ROG Xbox Ally X20 Akhirnya Dapat OLED 7,4 Inci, Edisi 20 Tahun ROG Naik Kelas

Asus tidak hanya memberi penyegaran kecil pada lini handheld Xbox Ally, tetapi mengubah salah satu keluhan utamanya lewat ROG Xbox Ally X20. Model ini akhirnya membawa panel OLED, sesuatu yang sejak awal paling banyak ditunggu dari keluarga perangkat tersebut.

Perubahan itu membuat ROG Xbox Ally X20 langsung menonjol dibanding ROG Xbox Ally dan ROG Xbox Ally X. Selama ini, absennya OLED memang menjadi catatan yang cukup konsisten, sehingga kehadiran layar baru di edisi perayaan 20 tahun Republic of Gamers terasa seperti lompatan yang paling penting.

Layar baru yang jadi pusat perhatian

ROG Xbox Ally X20 memakai panel OLED 7,4 inci, sedikit lebih besar dibanding layar 7,0 inci pada model sebelumnya. Asus menyebutnya sebagai panel baru bernama Nebula HDR Display yang belum pernah dipakai pada produk lain.

Panel ini mendukung HDR, memiliki kecerahan hingga 1.400 nits, dan refresh rate 120Hz. Kombinasi tersebut membuat perangkat ini terdengar lebih siap untuk masuk ke kelas handheld premium.

Bagi pengguna yang sudah lama menunggu OLED di Xbox Ally, perubahan ini bukan sekadar soal tampilan. Kontras khas OLED tetap menjadi daya tarik utama yang membuat model ini terasa berbeda sejak awal.

Bukan hanya ganti panel

Asus juga memberi pembaruan pada desain fisik ROG Xbox Ally X20. Chassis hitam translusen dengan aksen emas memberi karakter yang berbeda, tetapi tetap menjaga kesan rapi dan premium.

Perubahan lain datang lewat TMR joysticks atau tunnelling magnetoresistance. Asus menempatkannya sebagai solusi sensor magnetik yang lebih tahan aus, sekaligus dirancang untuk mengurangi stick drift dan memberikan input yang lebih presisi serta cepat.

Langkah ini menunjukkan bahwa fokus Asus tidak berhenti di layar OLED saja. Bagian yang paling sering disentuh saat bermain juga ikut mendapat perhatian.

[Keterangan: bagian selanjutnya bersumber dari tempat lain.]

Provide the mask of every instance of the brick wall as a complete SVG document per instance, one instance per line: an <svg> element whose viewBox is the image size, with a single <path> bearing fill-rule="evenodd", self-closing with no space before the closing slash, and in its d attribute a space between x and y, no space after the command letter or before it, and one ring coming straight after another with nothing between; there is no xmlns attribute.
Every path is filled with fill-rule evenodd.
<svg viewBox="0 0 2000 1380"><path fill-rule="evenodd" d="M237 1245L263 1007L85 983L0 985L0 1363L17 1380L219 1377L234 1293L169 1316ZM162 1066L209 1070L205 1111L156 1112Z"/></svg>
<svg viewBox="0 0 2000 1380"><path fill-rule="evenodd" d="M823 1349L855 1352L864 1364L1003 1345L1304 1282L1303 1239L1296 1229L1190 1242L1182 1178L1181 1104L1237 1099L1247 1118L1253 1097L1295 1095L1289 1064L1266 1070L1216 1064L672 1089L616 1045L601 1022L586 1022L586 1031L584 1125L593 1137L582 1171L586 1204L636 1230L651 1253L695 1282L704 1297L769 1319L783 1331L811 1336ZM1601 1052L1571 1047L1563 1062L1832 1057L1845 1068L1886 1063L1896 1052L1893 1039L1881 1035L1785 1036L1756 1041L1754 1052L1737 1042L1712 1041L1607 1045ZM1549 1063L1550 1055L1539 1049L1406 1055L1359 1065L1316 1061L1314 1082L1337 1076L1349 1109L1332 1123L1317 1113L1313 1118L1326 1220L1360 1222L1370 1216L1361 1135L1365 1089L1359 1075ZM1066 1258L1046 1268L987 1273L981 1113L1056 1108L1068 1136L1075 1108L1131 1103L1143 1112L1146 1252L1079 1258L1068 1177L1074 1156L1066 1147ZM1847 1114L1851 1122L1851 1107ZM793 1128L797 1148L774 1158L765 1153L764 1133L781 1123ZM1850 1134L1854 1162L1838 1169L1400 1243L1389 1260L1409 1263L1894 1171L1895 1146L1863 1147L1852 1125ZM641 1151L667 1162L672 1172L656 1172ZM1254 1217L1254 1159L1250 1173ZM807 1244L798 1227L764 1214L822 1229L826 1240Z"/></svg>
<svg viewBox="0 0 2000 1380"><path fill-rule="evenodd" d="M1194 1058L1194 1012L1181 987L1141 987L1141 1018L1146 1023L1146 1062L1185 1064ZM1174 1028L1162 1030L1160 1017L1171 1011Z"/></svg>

Mesin utama masih mengikuti Ally X

Di sisi dapur pacu, ROG Xbox Ally X20 masih mengusung hardware inti yang sama dengan ROG Xbox Ally X. Perangkat ini menggunakan AMD Ryzen AI Z2 Extreme yang dipadukan dengan memori 24GB LPDDR5X.

Meski fondasinya sama, Asus menyebut sistem termal perangkat ini telah didesain ulang. Penyesuaian tersebut dibuat dengan mempertimbangkan panel OLED baru, dan diklaim bekerja lebih baik.

Artinya, peningkatan pada X20 tidak hanya berpusat pada visual. Asus juga mencoba menjaga agar komponen kelas atas ini tetap mendapat dukungan pendinginan yang sesuai.

Paket aksesori untuk pengalaman lebih imersif

Selain perangkat utamanya, Asus juga menawarkan ROG XReal R1 Edition 20 Gaming AR Glasses sebagai opsi bundel. Aksesori ini bisa dihubungkan ke konsol untuk memberi kesan layar raksasa hingga 171 inci.

Kehadiran kacamata AR tersebut memperluas daya tarik ROG Xbox Ally X20. Paket ini tidak hanya menyasar pengguna yang mengejar OLED, tetapi juga mereka yang ingin pengalaman bermain lebih imersif.

Dengan tambahan aksesori itu, Asus tampak ingin membentuk X20 sebagai paket lengkap. Fokusnya bukan hanya pada handheld, tetapi juga pada cara bermain yang lebih fleksibel.

Masih menunggu detail komersial

Hingga kini, Asus belum mengumumkan harga maupun tanggal peluncuran ROG Xbox Ally X20. Karena itu, perangkat ini masih berada di tahap antisipasi, meski perhatian terhadapnya sudah cukup besar.

Kombinasi layar OLED 7,4 inci, desain khusus, joysticks TMR, sistem termal yang diperbarui, dan bundel AR glasses membuatnya menonjol di antara handheld premium lain. Untuk penggemar Xbox handheld dan kolektor perangkat game, X20 berpotensi menjadi salah satu model yang paling diburu saat akhirnya hadir di pasaran.